Marchés : Une année 2009 satisfaisante pour la réassurance en France

L’année 2009 a été marquée par une hausse des revenus et de la rentabilité pour le marché français de la réassurance, selon les chiffres publiés lundi par l’Association des professionnels de la réassurance en France (Apref).

Les primes brutes émises (équivalent du chiffre d’affaires) ont progressé de 7,5% environ à 10,75Mds d’euros. « La photo est plutôt bonne pour la réassurance », a commenté François Vilnet, président de l’Apref, lors d’une conférence de presse, ajoutant que « globalement, il y a plus de matière (à réassurer, ndlr), plus de cessions » (risques transmis aux réassureurs par les assureurs).

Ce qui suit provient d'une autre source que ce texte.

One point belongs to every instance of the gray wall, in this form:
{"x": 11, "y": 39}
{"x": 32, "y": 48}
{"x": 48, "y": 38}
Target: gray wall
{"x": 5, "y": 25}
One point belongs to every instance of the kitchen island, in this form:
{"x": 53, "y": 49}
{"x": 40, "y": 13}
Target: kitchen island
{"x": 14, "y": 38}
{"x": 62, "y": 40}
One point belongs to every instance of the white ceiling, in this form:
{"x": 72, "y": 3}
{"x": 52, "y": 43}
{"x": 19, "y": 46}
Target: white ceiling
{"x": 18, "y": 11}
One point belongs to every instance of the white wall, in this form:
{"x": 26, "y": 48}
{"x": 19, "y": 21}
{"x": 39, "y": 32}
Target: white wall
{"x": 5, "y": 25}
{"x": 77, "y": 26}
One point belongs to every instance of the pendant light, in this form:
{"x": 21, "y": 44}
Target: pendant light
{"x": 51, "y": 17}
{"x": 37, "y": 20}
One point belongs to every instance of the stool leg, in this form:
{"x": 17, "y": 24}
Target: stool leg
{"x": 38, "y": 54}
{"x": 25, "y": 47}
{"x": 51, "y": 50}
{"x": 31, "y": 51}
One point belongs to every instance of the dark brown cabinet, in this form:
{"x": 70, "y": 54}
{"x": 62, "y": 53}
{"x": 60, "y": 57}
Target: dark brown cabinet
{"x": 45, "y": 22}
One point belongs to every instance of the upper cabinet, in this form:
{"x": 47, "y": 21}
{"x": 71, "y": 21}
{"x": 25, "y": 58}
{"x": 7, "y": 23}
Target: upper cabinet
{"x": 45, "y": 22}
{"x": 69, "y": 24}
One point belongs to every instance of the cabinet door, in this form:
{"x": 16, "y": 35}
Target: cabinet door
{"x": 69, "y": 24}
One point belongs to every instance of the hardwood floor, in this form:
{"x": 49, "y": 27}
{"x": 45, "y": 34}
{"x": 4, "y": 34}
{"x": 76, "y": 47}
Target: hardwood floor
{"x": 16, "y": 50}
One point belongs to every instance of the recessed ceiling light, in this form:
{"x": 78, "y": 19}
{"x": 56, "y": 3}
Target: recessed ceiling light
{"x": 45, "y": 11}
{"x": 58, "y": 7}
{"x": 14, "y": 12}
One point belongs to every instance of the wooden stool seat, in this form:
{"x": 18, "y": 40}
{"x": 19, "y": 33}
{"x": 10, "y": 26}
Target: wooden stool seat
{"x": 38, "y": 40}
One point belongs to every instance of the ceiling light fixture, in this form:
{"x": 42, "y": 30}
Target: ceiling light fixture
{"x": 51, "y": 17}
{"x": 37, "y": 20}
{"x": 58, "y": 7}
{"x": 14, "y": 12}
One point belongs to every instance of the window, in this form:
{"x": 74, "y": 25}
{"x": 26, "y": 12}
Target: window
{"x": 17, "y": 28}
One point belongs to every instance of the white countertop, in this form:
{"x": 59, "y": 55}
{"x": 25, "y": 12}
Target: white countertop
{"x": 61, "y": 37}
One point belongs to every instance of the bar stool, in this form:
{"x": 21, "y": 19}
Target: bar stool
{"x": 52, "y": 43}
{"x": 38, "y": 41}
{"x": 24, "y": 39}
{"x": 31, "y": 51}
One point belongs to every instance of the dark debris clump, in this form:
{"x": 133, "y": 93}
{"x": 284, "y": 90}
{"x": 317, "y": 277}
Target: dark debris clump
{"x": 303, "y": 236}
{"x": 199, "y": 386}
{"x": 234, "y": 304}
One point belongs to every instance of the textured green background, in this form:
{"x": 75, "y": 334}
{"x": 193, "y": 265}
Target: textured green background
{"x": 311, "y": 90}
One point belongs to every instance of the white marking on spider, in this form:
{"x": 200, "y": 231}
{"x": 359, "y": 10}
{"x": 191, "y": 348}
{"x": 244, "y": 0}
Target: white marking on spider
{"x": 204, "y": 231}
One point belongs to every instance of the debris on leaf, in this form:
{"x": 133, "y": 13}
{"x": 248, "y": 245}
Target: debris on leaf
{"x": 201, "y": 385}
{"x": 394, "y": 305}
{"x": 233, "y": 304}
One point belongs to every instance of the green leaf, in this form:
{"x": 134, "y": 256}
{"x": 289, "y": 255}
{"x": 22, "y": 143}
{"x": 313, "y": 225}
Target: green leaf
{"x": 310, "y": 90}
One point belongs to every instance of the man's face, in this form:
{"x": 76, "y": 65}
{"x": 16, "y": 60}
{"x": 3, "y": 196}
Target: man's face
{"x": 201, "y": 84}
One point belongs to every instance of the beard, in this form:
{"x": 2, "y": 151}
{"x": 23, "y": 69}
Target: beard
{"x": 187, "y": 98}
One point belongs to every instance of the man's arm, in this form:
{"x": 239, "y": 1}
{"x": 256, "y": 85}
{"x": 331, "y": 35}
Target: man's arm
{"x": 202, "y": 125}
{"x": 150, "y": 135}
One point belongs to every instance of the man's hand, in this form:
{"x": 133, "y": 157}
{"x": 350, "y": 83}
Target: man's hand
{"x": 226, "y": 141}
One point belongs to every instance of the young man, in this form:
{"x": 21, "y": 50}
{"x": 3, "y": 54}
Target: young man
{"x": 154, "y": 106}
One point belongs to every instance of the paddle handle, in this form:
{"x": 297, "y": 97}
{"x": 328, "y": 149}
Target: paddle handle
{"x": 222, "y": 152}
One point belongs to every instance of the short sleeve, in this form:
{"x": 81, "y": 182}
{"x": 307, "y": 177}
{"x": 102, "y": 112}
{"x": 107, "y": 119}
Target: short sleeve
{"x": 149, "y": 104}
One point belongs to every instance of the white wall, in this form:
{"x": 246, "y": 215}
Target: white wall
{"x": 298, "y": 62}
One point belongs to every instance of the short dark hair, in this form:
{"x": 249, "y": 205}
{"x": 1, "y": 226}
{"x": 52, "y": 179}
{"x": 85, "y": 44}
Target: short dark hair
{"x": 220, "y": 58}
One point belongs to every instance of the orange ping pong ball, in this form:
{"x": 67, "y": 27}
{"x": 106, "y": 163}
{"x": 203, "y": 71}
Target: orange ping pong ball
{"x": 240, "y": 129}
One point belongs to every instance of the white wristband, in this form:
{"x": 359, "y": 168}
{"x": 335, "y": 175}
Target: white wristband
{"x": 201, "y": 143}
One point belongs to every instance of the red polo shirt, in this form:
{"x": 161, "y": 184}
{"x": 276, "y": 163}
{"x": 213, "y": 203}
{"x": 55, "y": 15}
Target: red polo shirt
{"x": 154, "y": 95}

Sur le plan du résultat, la hausse atteint 24%, à 781M d’euros. Le niveau de rentabilité (résultat rapporté aux fonds propres aussi appelé ROE) dépassé 10%, alors qu’il n’était que 8,2% en 2008. « Pour la France, ce n’est pas mal », a estimé M. Vilnet, soulignant qu’historiquement « on est plutôt sur des ROE de 7 à 8% ».

Côté solidité financière, « la solvabilité reste bonne, même si elle baisse », selon M. Vilnet, qui assure qu’il n’y a « aucun inquiétude à l’horizon » sur ce point. Si peu de renouvellements ont lieu à cette époque sur le marché français (l’essentiel a lieu en début d’année), M. Vilnet a indiqué que ceux opérés ailleurs début juillet montrent qu’ « on est clairement dans une phase de baisse » des tarifs de la réassurance, principalement liée au fait que le marché offre « beaucoup de capacité ».

La tendance est néanmoins susceptible d’évoluer en fonction de la saison des ouragans aux Etats-Unis, qui débute et que les prévisions annoncent importante. M. Vilnet a rappelé que la réforme en cours du cadre réglementaire de l’assurance en Europe, dite Solvabilité II, « est très favorable aux réassureurs » dans la mesure où elle accroît les contraintes des assureurs en matière de fonds propres.

Face à ces exigences nouvelles, les assureurs sont donc incités à lever du capital ou à céder davantage de risque. Or, le contexte actuel, caractérisé par des marchés très nerveux, fait que les assureurs auront « plus de difficulté à lever du capital », ce qui devrait les faire pencher pour le recours aux réassureurs.